I have been reading about two Bermondsey characters, one living, one dead.
The first, Alfred Salter, as local readers will know, gave up a glittering medical career at a top research institute and came to Bermondsey as a GP in 1898 and stayed until his death in 1945.
Alfred and his wife, Ada, devoted the whole of their adult lives to uninstinting service of the people of Bermondsey. They were Quakers and very early members of the Labour Party. Both served on the borough council. He was MP for Bermondsey West and she represented Bermondsey on the London County Council.
All this time 'the Doctor' was a familiar sight cycling around Bermondsey on home visits and there was always a queue of patients waiting to see him back at his home-cum-surgery in Storks Road.
All this activity was motivated by a deep Christian faith which led him to embrace two causes less close to most people's hearts: an absolute Christian pacifism and a total repudiation of the demon drink.

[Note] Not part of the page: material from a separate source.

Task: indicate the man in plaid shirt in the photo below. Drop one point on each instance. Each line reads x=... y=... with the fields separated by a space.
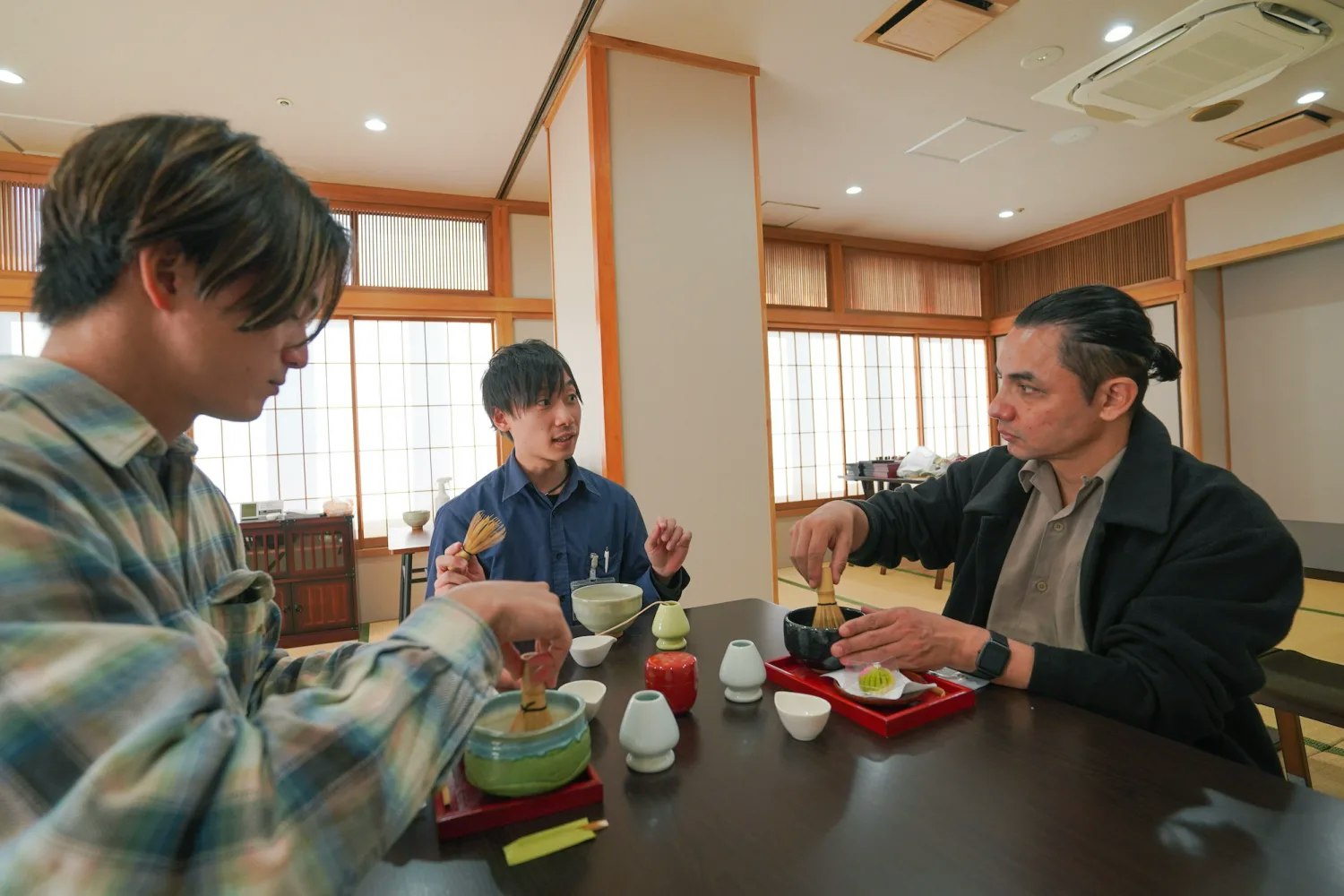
x=152 y=737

Neither stance was exactly popular but the doctor retained his constituents' respect as a man of principle who said what he thought whether it was popular or not.
When he died huge crowds flocked to St James for his memorial service and to this day the work of the Salters is remembered in the memorials in the Tube Station (close to the site of their home), in the Ada Salter Memorial Garden in Southwark Park and in Alfred Salter School. Less happilly the Thameside staue of 'Dr Salter's daydream' has been the victim of metal thefts and it is good to hear that moves are afoot to place a new one there, and this time Ada is going to be included too (quite right too).
The second book is by and about a character who is very much still alive and very much out and about in the area on a daily basis, Barry Albin-Dyer of Albin's funeral directors.
'Don't Drop the Coffin' is Barry's account 'from graveside punch-ups to gangland style funerals' of the ins and outs of the funeral trade as practised by the 'the UK's oldest family firm of funeral directors.'
Death comes to every family and so funeral directors, like clergy, get to meet all kinds of families in all kinds of situations. Barry brings out that sheer diversity of his work brilliantly and he offers some wise words on the way about the process of bereavement.
If anything funerals are getting more elaborate and complex and people are now more inclined to' customise' the event, adding things that have a particular resonance with the deceased. That can make funeral directors' lives a bit more interesting (clergy, too).
One fairly recent trend I have noticed in the past few years is the increased use of horse drawn hearses.
Recently I succumbed to Barry's invitation to ride with the horses (left), then I discovered that the journey was an hour long, and that a cassock is no protection against a January wind, so I swapped the carriage for a nice warm limousine after a mile or two, but I did enjoy the view as we clip-clopped down Jamaica Road.